The flights were part of a made-for-Canada plan to deliver medical supplies from China to front-line workers across Canada.

The plan stemmed from the critical need for medical masks, gowns and gloves by Canada's healthcare system during its fight against the novel coronavirus.

After a month of dedicated work, various Canadian governments established channels in China to source medical PPE. Prime Minister Justin Trudeau said earlier this month that Canada has leased a warehouse in China to collect and distribute additional supplies "as quickly as possible".

Mississauga-based Cargojet will fly to China to secure additional supplies for Canadian governments thanks to the new supply chain for medical equipment that has been established between the two countries.

Still, there's a bidding war underway for key medical supplies in North America during the pandemic.

"There is tremendous pressure on buyers to have boots on the ground in China, because the Americans mostly are beating us to the punch," Ajay Virmani, president and CEO of Cargojet, told the Financial Post. "They're buying anything and everything in sight."

The air carrier has scheduled an average of four or five flights a week to China for the next few weeks. The company has a team of a dozen pilots who will make the trips to Shanghai. Upon arrival, the pilots will get coronavirus tests at the airport, and they will be required to stay in China in isolation for 14 days if they test positive.

Dominic Barton, Canada's ambassador to China, played an important role in collaborating with China to win in the global bidding war for medical supplies, according to CBC News.

A federal official working on the procurement process said Canada is "lucky" to have Barton and praised the former McKinsey managing director as "a businessperson first", adding that he has "good links into China, gets China, gets Chinese business".

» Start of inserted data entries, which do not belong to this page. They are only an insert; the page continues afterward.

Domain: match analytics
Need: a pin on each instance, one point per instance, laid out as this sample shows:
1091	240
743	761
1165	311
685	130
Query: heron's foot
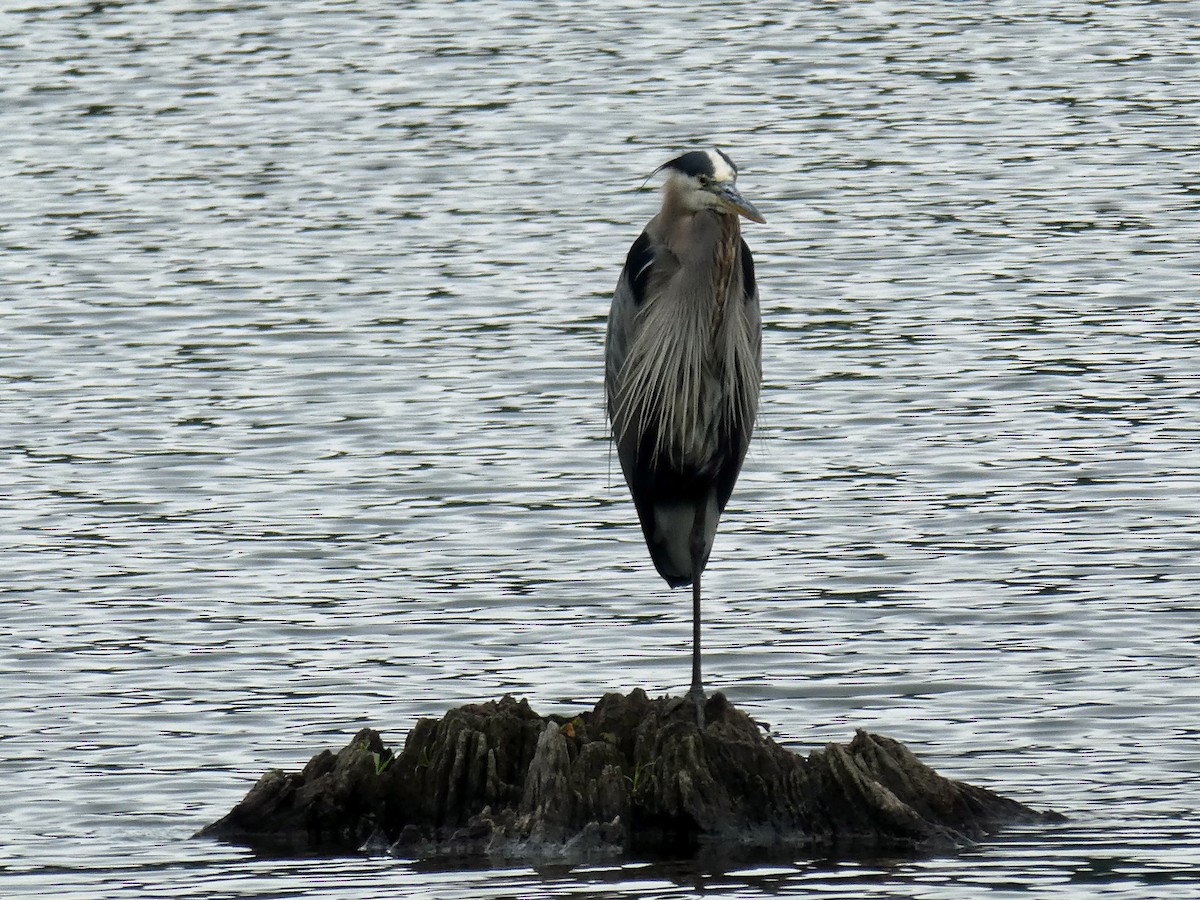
696	695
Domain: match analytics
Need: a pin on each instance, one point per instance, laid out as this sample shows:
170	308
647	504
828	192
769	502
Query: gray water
301	419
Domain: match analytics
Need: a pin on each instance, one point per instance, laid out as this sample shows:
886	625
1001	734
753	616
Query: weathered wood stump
634	775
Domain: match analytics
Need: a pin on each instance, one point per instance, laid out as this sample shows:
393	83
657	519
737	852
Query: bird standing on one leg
683	365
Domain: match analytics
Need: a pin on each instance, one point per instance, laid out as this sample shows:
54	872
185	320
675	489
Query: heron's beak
732	198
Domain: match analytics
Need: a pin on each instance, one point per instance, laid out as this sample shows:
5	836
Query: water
303	430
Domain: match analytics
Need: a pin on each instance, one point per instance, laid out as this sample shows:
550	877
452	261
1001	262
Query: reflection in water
304	431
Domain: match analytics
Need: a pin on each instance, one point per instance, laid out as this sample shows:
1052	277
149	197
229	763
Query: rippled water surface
303	430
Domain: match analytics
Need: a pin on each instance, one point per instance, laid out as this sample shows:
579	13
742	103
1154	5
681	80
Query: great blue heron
683	364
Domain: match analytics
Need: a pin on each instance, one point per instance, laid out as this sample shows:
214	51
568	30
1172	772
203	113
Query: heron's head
707	179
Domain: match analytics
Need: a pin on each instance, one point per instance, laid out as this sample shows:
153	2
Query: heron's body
683	367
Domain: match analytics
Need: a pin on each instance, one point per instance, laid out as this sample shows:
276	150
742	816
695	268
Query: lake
303	423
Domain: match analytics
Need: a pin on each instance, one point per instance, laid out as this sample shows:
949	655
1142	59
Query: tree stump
631	777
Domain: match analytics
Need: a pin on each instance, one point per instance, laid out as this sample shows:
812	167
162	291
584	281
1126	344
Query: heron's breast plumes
690	379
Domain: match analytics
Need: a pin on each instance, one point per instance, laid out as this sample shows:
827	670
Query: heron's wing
737	429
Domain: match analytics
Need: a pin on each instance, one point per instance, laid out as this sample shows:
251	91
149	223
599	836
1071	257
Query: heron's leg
696	693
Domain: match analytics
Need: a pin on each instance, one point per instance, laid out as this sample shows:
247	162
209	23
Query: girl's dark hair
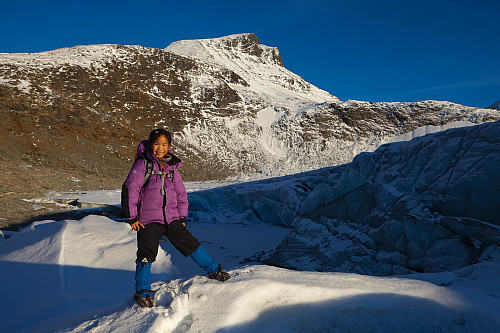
154	135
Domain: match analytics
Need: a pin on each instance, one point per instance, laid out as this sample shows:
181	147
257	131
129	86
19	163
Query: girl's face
161	147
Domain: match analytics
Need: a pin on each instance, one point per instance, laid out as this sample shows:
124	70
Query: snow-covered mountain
424	212
77	114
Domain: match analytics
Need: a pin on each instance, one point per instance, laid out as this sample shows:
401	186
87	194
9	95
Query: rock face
427	205
71	118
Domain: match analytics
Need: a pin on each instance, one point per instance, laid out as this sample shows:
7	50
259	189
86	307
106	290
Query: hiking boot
144	301
220	275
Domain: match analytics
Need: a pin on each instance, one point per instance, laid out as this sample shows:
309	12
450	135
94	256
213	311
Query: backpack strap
149	170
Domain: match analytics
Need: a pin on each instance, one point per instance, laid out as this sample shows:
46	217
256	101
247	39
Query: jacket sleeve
131	189
180	190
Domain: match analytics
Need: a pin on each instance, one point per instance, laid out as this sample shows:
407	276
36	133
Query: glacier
427	205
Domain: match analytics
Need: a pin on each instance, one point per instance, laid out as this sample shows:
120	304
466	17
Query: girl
156	207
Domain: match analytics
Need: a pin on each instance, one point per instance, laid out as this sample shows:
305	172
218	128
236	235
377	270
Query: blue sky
358	49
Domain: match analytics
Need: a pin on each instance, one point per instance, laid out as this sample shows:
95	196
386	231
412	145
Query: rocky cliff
71	118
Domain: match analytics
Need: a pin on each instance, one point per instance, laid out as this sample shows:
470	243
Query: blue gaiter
143	277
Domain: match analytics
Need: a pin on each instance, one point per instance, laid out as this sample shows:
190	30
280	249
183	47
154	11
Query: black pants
148	239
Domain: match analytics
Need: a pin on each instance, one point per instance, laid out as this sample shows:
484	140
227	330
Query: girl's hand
137	226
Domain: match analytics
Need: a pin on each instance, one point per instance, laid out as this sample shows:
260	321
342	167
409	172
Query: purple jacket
146	203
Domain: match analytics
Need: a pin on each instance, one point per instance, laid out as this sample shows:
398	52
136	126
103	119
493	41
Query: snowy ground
77	276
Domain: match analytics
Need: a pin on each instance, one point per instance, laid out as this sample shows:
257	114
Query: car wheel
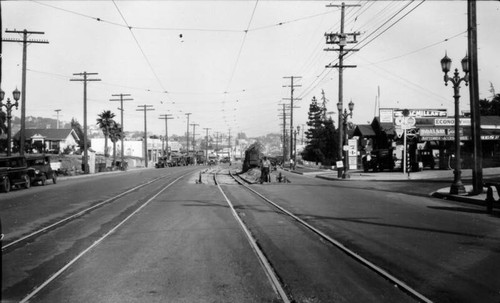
27	181
6	185
43	180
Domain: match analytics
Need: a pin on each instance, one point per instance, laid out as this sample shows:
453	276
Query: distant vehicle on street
43	170
378	160
15	172
163	162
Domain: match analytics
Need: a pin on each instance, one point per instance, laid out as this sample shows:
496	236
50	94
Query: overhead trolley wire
314	86
140	48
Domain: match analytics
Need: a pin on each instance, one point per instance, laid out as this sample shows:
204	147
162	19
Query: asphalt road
178	242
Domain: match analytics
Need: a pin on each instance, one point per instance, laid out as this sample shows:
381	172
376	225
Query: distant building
51	140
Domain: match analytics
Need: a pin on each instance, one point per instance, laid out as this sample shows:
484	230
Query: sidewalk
442	193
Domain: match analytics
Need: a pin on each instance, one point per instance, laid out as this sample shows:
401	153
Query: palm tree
115	135
105	123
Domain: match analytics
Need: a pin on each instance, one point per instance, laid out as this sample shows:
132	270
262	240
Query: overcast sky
225	61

It was said the diplomat had redeployed personnel at Canada's embassy, consulates and trade offices in China to flip their roles from selling Canada to the Chinese to buying Chinese medical supplies for Canada.

Among the new suppliers is China's leading new-energy vehicle manufacturer, BYD, which shifted to mask production to meet the rising demand amid the COVID-19 outbreak. The Shenzhen-based company currently is one of the largest manufacturers of face masks in the world, with a daily capacity of 10 million pieces.

Ontario Premier Doug Ford tweeted that he received an "incredible" donation of 32,000 BYD Care single-use masks from the Trillium Automobile Dealers Association last Saturday.

Two weeks ago, Ford warned that his province had a "very low" mask supply and was about a week away from "running out" due to COVID-19.

Canada has struck an agreement with BYD for the production of tens of millions of masks — 30 percent of those are N95-grade masks needed by healthcare workers — and millions of litres of hand sanitizer, according to the Globe and Mail.